Une jeune femme de 21 ans souffrant de douleurs cervicales unilatérales depuis 3 ans suite à un traumatisme a participé à cet essai (1). Elle ne présentait aucun dommage structurel décelable à l’imagerie (IRM). Le traumatisme initial était une chute en arrière sur son lit où son occiput avait percuté violemment la barre de la tête de lit. Les douleurs de cette patiente étaient uniquement latéralisées à gauche au niveau cervical et au trapèze supérieur sans irradiation dans les membres supérieurs. Son bilan complet effectué par un physiothérapeute spécialisé (IFOMPT-14 ans d’expérience) est disponible dans l’article. Fait le plus important, les douleurs étaient majorées en rotation gauche, elle-même limitée à 20° en actif (limitation douloureuse). La rotation droite était libre et indolore. Le thérapeute a remarqué que cette rotation gauche pouvait être effectuée sans douleur et sur l’amplitude complète en utilisant une tâche de distraction de l’attention (lancer de balle par-dessus la tête de droite à gauche). Les auteurs ont donc pensé analyser les activités cérébrales lors des rotations gauches avec et sans distraction et à les comparer avec un sujet sain servant de contrôle.
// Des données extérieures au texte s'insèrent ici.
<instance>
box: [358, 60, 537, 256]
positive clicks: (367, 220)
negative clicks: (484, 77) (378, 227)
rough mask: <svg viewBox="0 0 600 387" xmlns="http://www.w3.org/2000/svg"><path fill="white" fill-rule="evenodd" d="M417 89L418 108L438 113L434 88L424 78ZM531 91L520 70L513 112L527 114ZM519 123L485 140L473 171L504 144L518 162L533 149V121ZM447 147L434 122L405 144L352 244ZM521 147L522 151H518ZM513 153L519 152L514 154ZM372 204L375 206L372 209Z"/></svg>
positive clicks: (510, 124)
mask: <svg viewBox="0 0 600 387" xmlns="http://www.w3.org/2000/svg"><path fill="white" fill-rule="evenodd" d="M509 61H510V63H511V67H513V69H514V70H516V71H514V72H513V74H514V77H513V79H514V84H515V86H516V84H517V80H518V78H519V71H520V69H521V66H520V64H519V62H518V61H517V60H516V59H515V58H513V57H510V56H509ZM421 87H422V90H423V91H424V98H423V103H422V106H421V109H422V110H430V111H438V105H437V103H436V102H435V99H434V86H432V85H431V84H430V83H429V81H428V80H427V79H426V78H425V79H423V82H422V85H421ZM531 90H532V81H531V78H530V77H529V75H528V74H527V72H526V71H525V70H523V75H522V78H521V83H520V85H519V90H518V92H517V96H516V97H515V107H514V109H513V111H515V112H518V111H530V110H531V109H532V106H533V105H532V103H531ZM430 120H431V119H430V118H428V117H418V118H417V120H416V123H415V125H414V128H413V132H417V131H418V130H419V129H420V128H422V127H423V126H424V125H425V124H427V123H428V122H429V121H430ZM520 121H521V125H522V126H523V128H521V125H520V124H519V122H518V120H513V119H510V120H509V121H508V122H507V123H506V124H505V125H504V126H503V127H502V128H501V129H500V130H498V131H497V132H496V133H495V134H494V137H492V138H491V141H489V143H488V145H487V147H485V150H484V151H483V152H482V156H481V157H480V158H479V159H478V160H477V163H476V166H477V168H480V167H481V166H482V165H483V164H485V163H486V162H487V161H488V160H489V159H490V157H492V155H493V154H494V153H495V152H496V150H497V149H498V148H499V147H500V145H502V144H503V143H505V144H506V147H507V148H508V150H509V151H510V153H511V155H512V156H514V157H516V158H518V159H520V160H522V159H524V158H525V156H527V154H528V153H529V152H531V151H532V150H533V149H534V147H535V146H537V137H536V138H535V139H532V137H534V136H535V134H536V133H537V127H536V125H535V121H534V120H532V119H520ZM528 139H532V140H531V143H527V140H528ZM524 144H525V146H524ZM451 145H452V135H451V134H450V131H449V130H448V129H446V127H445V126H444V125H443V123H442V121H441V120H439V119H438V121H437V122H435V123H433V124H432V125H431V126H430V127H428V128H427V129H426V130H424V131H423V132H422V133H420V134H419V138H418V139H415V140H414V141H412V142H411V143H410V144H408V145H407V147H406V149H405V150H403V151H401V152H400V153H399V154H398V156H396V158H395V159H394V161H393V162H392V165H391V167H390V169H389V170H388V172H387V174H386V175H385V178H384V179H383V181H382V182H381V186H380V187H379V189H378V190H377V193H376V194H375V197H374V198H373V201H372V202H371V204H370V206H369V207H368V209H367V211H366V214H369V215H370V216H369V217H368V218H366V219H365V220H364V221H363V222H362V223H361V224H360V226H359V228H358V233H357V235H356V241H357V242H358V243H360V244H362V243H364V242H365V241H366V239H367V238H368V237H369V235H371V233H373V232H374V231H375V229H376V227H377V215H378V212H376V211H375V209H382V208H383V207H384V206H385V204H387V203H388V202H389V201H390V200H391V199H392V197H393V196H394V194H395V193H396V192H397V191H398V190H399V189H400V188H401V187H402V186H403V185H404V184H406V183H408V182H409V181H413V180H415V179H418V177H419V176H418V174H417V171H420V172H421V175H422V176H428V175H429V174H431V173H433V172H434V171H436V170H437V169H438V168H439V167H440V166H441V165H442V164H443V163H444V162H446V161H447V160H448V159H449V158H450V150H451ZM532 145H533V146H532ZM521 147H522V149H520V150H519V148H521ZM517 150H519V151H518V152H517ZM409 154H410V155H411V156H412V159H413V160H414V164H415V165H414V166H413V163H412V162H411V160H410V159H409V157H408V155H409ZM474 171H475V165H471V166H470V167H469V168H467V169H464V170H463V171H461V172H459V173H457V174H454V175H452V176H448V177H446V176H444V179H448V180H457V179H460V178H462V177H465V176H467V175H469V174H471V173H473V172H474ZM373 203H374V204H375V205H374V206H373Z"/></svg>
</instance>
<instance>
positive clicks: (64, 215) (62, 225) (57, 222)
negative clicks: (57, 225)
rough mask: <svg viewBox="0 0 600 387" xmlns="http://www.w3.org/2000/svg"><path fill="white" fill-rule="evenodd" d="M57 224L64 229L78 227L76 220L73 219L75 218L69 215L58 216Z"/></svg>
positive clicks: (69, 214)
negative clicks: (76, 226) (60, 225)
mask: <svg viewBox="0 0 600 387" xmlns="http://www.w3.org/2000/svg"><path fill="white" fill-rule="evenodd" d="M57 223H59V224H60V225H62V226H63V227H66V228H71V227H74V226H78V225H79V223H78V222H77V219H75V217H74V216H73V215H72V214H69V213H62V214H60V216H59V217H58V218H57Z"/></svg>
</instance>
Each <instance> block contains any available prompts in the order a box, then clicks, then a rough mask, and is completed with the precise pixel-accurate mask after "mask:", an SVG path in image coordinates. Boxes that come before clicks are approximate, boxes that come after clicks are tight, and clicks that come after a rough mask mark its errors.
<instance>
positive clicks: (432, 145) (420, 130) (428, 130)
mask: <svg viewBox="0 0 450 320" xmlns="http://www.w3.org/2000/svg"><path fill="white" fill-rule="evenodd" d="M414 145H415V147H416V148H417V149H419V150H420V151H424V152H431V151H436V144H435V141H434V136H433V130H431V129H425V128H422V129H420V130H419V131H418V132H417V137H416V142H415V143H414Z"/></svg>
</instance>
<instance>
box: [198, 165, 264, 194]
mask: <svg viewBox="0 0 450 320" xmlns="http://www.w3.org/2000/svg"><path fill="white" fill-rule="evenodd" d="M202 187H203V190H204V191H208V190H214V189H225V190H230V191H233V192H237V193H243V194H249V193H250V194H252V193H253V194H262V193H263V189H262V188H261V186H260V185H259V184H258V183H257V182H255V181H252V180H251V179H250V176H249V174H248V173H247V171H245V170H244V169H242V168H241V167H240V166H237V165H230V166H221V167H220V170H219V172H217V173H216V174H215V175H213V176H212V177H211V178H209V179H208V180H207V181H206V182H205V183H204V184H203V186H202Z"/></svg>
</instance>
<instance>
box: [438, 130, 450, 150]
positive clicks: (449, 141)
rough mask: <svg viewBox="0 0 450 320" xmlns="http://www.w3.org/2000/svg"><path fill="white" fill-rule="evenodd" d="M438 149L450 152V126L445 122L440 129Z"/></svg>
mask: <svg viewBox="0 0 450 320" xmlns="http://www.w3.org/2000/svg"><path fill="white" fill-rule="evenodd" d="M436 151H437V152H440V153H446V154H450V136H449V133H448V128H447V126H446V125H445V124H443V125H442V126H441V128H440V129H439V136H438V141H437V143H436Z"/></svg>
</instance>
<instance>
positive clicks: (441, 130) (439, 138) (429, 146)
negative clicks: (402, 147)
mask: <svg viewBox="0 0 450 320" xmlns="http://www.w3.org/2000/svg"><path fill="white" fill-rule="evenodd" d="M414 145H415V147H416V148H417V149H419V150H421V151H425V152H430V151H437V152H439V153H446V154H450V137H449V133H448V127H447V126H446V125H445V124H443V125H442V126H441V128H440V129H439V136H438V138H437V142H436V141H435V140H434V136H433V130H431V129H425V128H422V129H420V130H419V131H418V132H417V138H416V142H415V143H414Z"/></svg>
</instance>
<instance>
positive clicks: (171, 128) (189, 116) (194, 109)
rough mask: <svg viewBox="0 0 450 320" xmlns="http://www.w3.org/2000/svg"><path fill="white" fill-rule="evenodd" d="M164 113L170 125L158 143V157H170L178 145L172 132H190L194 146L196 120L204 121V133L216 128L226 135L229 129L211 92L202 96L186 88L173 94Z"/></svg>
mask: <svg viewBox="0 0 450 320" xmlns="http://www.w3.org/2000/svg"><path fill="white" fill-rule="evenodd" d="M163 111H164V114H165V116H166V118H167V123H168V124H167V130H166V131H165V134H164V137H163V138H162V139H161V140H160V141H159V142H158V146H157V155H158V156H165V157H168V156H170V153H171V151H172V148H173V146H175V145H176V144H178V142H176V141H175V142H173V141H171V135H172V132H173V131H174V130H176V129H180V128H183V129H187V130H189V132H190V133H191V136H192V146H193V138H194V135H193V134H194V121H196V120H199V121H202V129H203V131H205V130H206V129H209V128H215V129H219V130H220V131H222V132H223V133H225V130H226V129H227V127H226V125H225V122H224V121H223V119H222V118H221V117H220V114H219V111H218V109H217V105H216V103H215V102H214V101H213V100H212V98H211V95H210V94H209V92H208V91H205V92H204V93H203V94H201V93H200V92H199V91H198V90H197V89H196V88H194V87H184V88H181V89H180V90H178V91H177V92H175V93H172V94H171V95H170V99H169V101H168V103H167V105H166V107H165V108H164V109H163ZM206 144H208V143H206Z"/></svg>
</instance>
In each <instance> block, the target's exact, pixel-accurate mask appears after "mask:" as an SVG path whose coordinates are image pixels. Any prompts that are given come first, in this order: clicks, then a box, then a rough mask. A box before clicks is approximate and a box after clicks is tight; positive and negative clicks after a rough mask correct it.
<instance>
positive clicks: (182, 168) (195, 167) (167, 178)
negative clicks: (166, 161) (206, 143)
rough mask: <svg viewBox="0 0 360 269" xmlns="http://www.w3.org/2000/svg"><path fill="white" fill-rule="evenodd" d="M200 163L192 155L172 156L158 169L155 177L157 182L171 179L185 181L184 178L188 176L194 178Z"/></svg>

Il restait le problème de jouer à la baballe dans la machine…

L’astuce des auteurs a été d’utiliser un protocole combinant de l’imagerie motrice (IM) et de l’observation d’action (OA). Ils ont donc montré des vidéos (8 vidéos de 16s avec des pauses entre les vidéos) de cet exercice de lancer de balle de la droite vers la gauche et vice-versa, avec des rotations cervicales de 20° et de 80°, des situations avec distraction (balle) et sans distraction (pas de balle). Le patient était invité à observer les vidéos et à s’imaginer effectuer l’action.

Quels résultats ?
– Durant les tâches de rotations de grandes amplitudes, l’activité cérébrale était différente entre rotation gauche et rotation droite uniquement chez le sujet douloureux (une plus grande activité était retrouvée dans les cortex cingulaires antérieur et postérieur, le cortex préfrontal et les aires pré-motrices)
– Les rotations gauches du sujet douloureux ne provoquaient pas une activité des aires de la matrice de la douleur quand elles étaient associées à la distraction d’attention (par exemple, on ne retrouvait pas d’activations importantes en S1, dans l’ACC, le PFC, le cervelet, etc.), confirmant ce qui avait été constaté cliniquement
– Les auteurs évoquent la piste d’une réponse douloureuse conditionnée bien que le modèle peur-évitement traditionnel n’explique pas complètement la présentation (le FABQ est normal et on ne retrouve pas d’activité dans l’amygdale)

Pourquoi est-ce important cliniquement ?

Ce cas semble montrer qu’il est possible de désactiver la matrice de la douleur engagée pour un mouvement spécifique par distraction d’attention. Dans un tel cas, on pourrait émettre l’idée que le traitement devrait s’appuyer sur des protocoles où l’attention est manipulée. Deux des auteurs ont d’ailleurs produit un essai (certes d’assez faible qualité méthodologique) utilisant un entrainement proprioceptif du membre inférieur pour améliorer des douleurs cervicales (2).

Références

(1) Beinert K, Mouthon A, Keller M, Mouthon M, Annoni JM, Taube W. Neural Correlates of Maladaptive Pain Behavior in Chronic Neck Pain – A Single Case Control fMRI Study. Pain Physician. 2017 Jan-Feb;20(1):E115-E125.
Accès libre ici

(2) Beinert K, Taube W. The effect of balance training on cervical sensorimotor function and neck pain. J Mot Behav 2013; 45:271-278.